The letters, signed by Secretary for Security John Lee, were sent to Lai after the Hong Kong authorities announced the freezing of his majority stake in publisher Next Digital and local accounts of three companies owned by him under a sweeping new national security law.
One of Lai's financial advisers said that while the amount of funds in the accounts was relatively small, they represented the Hong Kong management end of a global network of banking relationships covering his private wealth.
Three senior private bankers and three corporate lawyers - independent from Lai's accounts - said the action extended the tightening national security apparatus into elite tiers of the banking system for the first time, exposing risks for clients and top financial managers in Hong Kong.
Lai's advisers are seeking guidance from bankers and lawyers on how to challenge the freeze, and its impact on offshore holdings and banking relationships managed through Hong Kong until now.
The action by the Security Secretary is also fuelling concern about the broader investment climate in the city, given the potential reach of the security law, imposed on the former British colony last June by China's Parliament, say lawyers, bankers and diplomats.
The moves could imperil any attempt by the democracy activist to move offshore assets back home to prop up Next's troubled Apple Daily tabloid, a staunch government critic, the financial adviser said. Shares in Next Digital rose as much as 330 per cent as they resumed trading yesterday.
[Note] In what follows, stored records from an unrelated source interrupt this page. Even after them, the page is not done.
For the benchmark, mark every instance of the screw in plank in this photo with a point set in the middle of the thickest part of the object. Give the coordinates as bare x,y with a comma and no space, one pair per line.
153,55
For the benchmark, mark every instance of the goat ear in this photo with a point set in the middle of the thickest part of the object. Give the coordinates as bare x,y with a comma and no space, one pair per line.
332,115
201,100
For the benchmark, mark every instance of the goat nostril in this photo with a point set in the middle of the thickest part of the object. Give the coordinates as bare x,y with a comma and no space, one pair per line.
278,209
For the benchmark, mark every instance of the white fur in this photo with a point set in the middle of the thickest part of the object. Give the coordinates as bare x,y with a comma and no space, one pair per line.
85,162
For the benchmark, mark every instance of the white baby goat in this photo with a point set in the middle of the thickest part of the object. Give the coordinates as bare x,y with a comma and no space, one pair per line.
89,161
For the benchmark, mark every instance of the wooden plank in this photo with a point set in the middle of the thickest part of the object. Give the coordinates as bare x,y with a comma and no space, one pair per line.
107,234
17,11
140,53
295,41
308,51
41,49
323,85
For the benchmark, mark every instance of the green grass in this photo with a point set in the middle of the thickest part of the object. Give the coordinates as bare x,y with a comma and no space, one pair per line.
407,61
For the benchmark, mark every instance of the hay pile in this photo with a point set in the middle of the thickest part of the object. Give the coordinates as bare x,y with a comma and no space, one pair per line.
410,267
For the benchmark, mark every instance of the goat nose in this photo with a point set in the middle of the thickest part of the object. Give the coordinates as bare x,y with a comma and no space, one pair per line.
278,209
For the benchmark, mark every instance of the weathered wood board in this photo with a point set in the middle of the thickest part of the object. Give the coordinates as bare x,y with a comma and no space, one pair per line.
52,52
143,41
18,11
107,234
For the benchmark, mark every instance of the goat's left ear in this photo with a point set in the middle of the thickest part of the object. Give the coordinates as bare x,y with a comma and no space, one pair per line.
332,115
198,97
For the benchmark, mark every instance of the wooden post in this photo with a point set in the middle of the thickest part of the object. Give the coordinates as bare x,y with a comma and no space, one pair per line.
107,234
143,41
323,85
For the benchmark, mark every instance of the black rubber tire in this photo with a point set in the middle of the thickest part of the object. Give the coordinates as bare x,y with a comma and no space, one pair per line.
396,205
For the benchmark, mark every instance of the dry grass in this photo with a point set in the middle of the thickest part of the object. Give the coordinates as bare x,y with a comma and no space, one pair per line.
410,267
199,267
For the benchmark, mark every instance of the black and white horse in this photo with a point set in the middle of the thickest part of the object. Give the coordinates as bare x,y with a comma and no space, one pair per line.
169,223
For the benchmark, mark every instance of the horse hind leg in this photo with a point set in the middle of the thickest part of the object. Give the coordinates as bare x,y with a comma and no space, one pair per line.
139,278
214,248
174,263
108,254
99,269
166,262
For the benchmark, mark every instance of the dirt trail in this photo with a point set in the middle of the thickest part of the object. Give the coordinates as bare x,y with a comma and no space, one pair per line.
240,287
Lai has emerged as one of the highest-profile targets of the new law and is facing three national security charges including allegedly colluding with a foreign country.
The letter to him, sent to the city's high-security Stanley Prison, threatens up to seven years' jail and an unspecified fine for any dealing in the named assets, including disposal or conversion, using them as collateral or transferring them in or out of Hong Kong.
The letter lists seven Hong Kong accounts that are linked to three companies registered in the British Virgin Islands. They also acknowledge the right of Lai and the banks to challenge the notice, which expires in May 2023, in court.
The same language was used in letters to HSBC and Citibank, according to the documents seen by Reuters. The Hong Kong Monetary Authority, the banking regulator, said banks had to cooperate with law enforcement agencies in criminal investigations, including freezing of assets under relevant laws, which includes the national security law.
Lai, 73, told Reuters last May that, given the pressure building on him, the bulk of his personal wealth was offshore. He is serving a 14-month prison sentence for taking part in unauthorised assemblies during anti-government protests that rocked Hong Kong in 2019.